We won't leave your readers behind!
http://myblog.blogspot.com will redirect to your custom domain.
Blogger accomplishes this bit of trickery, using standard Internet protocol - a 301 Redirect - but it's done in two steps.
- When you publish your blog, "myblog.blogspot.com", to your custom domain, "mydomain.com", all internal links within the blog are changed, from "myblog.blogspot.com" to "mydomain.com".
- When the transition period ends 72 hours later, Blogger sets up a standard server based "301 Moved Permanently" for your blog.
- Note that only the blog internal links are changed - any links which you added, from post to post, are your responsibility. Likewise, all external links are your responsibility.
The search engine spiders, which previously indexed your blog as "myblog.blogspot.com", now index it as "www.mydomain.com".
Everybody who looks at the URL sees the blog published as the domain URL.
Similarly, your readers see "www.mydomain.com". To everybody, even those intending to look at the old BlogSpot URL, you now have "www.mydomain.com" for a blog URL.
The "301 Moved Permanently" referral from BlogSpot is similar to the "301 Moved Permanently" referral used in Custom Domain DNS setups, to equate "mydomain.com" to "www.mydomain.com".
In both cases, when this technique is used properly, the clients - either the people who read the blog, or the search engine spiders that index the blog - see the contents of the blog as being part of the redirect target. Now, they see "www.mydomain.com", instead of "myblog.blogspot.com".
The BlogSpot to domain redirect is installed in the Blogger server, not in the blog.

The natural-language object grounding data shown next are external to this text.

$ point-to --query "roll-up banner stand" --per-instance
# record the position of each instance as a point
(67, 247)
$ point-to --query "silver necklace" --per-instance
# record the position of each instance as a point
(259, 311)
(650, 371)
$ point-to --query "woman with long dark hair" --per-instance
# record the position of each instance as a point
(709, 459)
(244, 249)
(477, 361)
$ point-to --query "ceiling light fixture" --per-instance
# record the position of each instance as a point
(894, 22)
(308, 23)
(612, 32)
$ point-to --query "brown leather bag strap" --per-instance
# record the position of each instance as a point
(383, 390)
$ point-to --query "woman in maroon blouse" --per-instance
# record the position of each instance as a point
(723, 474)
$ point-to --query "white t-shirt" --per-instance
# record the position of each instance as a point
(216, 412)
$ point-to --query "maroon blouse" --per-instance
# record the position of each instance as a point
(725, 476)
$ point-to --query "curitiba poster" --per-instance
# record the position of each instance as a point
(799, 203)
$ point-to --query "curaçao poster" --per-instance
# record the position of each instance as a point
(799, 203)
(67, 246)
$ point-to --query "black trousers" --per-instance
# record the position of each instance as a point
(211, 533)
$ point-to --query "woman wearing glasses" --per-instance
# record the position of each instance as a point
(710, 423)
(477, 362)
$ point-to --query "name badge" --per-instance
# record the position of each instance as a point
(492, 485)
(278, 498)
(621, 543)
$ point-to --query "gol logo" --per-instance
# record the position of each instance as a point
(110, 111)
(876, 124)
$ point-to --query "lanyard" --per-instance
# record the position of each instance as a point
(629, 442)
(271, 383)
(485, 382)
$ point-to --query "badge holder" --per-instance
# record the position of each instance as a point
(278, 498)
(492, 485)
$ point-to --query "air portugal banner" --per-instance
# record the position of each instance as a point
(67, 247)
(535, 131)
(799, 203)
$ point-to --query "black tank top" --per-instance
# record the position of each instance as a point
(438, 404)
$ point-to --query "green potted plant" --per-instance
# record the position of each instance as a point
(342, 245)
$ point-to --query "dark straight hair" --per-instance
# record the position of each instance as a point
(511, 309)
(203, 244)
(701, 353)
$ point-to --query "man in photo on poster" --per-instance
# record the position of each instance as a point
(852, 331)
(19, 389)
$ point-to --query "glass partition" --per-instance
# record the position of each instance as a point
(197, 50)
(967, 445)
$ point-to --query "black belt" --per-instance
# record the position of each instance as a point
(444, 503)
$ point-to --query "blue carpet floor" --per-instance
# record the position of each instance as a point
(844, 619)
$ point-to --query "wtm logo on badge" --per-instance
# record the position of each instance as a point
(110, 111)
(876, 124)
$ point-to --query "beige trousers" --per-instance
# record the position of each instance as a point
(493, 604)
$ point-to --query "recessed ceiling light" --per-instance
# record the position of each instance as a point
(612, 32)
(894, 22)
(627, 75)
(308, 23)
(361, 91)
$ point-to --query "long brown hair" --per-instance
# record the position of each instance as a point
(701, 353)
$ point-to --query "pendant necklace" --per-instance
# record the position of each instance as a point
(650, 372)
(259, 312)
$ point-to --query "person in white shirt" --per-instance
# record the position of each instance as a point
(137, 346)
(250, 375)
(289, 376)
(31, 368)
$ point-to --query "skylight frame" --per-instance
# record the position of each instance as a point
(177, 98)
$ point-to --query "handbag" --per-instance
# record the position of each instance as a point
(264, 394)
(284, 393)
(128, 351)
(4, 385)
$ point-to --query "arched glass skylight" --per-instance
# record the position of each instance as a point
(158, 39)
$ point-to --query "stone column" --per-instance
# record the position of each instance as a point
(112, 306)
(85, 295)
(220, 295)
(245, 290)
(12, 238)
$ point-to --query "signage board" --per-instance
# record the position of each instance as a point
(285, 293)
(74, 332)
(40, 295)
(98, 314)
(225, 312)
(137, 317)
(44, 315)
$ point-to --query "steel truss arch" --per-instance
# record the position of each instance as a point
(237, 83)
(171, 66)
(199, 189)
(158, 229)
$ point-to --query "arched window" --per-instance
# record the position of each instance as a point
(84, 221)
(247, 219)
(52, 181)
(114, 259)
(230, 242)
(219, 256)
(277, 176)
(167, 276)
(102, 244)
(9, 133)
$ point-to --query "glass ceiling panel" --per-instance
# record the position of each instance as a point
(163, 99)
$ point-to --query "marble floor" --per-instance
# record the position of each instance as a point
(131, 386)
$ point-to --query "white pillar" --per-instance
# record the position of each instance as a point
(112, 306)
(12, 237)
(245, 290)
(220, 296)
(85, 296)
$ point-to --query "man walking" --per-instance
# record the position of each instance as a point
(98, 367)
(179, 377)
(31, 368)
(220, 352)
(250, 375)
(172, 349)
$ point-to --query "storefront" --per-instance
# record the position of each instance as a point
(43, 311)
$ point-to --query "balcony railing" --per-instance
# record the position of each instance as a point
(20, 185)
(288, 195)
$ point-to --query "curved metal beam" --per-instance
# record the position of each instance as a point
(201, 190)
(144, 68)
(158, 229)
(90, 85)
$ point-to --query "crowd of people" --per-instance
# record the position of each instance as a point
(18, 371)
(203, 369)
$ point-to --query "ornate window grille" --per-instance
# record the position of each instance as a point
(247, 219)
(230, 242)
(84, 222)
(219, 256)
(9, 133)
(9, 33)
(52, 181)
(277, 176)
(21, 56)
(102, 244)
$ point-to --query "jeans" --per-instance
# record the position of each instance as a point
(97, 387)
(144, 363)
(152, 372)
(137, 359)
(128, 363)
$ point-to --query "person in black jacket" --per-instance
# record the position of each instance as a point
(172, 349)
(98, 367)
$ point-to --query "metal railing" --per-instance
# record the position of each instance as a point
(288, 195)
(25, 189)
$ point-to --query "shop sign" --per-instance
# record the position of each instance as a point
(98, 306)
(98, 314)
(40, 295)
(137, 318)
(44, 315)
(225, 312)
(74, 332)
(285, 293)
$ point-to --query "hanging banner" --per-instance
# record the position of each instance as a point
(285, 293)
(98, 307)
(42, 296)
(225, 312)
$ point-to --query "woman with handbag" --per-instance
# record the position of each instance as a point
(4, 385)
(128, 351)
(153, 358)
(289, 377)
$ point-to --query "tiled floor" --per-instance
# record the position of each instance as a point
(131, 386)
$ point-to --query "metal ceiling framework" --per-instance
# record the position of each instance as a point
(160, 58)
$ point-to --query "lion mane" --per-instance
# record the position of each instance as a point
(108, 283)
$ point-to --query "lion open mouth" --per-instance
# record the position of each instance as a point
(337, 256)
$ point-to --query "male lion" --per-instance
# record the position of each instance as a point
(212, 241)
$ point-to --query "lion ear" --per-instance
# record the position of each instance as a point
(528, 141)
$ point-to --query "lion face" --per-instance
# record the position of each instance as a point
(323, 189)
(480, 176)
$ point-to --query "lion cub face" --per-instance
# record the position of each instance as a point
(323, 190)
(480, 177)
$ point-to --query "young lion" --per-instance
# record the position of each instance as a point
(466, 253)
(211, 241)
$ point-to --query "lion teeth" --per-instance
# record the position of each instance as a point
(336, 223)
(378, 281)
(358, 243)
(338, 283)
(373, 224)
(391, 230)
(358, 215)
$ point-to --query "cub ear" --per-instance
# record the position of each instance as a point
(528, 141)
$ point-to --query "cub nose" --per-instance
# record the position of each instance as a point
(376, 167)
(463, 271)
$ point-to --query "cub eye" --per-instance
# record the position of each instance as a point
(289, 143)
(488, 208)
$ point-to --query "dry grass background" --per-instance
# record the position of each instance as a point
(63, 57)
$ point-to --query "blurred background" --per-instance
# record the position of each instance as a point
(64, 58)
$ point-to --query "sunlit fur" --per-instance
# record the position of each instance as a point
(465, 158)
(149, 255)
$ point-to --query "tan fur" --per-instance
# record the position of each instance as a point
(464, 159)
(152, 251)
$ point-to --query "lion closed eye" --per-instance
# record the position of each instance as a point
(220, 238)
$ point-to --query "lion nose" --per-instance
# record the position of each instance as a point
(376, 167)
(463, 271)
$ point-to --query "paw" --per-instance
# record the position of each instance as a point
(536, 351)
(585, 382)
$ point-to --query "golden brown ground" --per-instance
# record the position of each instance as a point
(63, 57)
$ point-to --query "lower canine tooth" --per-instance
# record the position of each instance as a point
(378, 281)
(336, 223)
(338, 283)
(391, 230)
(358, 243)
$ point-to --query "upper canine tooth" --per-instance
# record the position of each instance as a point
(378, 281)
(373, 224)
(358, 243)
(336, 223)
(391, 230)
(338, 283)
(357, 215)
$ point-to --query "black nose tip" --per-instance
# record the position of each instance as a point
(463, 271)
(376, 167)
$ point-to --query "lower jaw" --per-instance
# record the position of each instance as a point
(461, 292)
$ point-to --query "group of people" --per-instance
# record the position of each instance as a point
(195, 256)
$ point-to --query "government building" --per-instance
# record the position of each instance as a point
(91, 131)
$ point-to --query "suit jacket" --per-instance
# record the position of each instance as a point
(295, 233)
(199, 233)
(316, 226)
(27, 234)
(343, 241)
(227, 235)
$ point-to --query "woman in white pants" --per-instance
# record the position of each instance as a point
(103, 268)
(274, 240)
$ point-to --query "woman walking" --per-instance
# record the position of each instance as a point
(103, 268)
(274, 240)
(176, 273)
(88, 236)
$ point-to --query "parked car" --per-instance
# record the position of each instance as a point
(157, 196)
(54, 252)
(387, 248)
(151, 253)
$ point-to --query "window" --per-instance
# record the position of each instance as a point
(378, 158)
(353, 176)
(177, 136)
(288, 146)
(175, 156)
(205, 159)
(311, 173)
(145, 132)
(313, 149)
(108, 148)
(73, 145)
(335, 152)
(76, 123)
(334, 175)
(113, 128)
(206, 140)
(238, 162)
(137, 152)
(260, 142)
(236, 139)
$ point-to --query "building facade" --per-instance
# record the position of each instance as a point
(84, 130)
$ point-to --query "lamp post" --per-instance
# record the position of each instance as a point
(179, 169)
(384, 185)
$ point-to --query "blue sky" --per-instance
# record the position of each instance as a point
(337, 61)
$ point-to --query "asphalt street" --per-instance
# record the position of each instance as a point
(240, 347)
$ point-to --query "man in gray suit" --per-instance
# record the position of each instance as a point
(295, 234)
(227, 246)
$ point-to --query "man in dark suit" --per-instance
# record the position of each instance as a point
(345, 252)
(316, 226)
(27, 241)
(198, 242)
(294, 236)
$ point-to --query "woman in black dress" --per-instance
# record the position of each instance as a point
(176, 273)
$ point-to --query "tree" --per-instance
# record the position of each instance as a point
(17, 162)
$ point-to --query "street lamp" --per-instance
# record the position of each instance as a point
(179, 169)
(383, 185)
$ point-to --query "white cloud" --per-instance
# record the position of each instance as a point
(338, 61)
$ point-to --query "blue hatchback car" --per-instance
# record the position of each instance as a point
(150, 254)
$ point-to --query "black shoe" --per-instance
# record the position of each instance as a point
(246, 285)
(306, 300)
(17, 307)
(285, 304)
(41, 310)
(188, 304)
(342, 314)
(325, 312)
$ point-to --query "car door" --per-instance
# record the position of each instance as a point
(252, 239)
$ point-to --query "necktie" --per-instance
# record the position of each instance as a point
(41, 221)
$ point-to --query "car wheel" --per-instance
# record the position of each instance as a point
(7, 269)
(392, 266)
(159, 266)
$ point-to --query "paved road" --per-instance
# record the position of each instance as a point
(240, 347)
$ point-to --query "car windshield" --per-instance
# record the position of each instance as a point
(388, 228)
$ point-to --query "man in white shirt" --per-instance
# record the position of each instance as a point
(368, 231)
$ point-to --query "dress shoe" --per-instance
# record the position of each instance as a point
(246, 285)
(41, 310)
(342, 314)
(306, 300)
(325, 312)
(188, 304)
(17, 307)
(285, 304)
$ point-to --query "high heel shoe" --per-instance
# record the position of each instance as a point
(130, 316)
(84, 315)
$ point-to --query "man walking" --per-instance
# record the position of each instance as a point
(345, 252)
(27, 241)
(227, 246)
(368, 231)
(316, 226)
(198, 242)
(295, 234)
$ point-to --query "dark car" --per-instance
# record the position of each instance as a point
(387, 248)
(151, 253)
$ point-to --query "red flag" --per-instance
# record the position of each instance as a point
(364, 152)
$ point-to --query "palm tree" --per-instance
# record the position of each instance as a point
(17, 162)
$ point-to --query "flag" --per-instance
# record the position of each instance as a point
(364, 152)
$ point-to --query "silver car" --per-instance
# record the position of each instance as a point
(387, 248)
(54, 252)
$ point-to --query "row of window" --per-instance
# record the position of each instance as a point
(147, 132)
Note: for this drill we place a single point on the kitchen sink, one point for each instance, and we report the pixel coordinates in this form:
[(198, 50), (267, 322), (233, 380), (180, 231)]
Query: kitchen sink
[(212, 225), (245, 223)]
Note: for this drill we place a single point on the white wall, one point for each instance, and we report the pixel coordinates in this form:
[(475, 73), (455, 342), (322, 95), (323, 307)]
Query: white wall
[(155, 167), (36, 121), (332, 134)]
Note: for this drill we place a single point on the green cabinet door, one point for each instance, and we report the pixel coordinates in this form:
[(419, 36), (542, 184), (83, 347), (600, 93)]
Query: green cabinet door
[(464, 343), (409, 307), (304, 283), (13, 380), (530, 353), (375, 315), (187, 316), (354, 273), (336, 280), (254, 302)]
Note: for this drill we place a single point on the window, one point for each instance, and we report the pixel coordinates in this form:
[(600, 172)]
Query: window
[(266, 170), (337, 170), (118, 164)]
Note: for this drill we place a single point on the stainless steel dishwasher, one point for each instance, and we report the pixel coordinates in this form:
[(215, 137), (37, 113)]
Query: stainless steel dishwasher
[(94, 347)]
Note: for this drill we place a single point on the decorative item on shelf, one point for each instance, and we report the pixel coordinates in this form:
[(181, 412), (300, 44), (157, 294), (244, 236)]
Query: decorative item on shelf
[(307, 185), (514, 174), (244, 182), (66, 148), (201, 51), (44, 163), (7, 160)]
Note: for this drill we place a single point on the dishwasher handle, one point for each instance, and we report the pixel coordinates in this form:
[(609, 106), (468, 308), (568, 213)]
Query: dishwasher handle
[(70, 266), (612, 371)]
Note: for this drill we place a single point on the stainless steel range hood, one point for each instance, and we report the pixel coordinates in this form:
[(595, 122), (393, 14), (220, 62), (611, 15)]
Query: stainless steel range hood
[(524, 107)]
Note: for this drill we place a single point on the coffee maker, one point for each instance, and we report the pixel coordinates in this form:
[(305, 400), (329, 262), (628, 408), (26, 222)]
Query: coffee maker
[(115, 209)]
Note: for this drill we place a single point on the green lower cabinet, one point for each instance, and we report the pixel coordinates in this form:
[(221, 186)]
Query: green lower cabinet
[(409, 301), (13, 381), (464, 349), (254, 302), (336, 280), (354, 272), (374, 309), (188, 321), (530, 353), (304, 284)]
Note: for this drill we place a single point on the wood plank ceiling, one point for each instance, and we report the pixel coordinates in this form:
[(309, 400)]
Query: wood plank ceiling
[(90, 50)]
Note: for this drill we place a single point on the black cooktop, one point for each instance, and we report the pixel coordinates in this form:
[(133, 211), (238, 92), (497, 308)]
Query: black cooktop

In some cases, your readers will see
or a similar error, following a gratuitous redirection to block country local domain redirection, installed by you. In other cases, the BlogSpot URL simply does not operate.Too many redirects!
Some non Google services, which use a URL to identify you, must be updated.
Note that this redirect applies mainly to search engines, following links. It won't apply to feeds, which need the updated URL in their database. It will apply to your readers - but readers who monitor the address window in the browser may become confused, if they see the new, non-BlogSpot URL where they are accustomed to seeing a BlogSpot URL.
You still need to notify your readers, and you still need to update all external fixed URL references to the blog, such as FeedBurner and other custom feeds, Google Webmaster Tools, and the various visitor meters.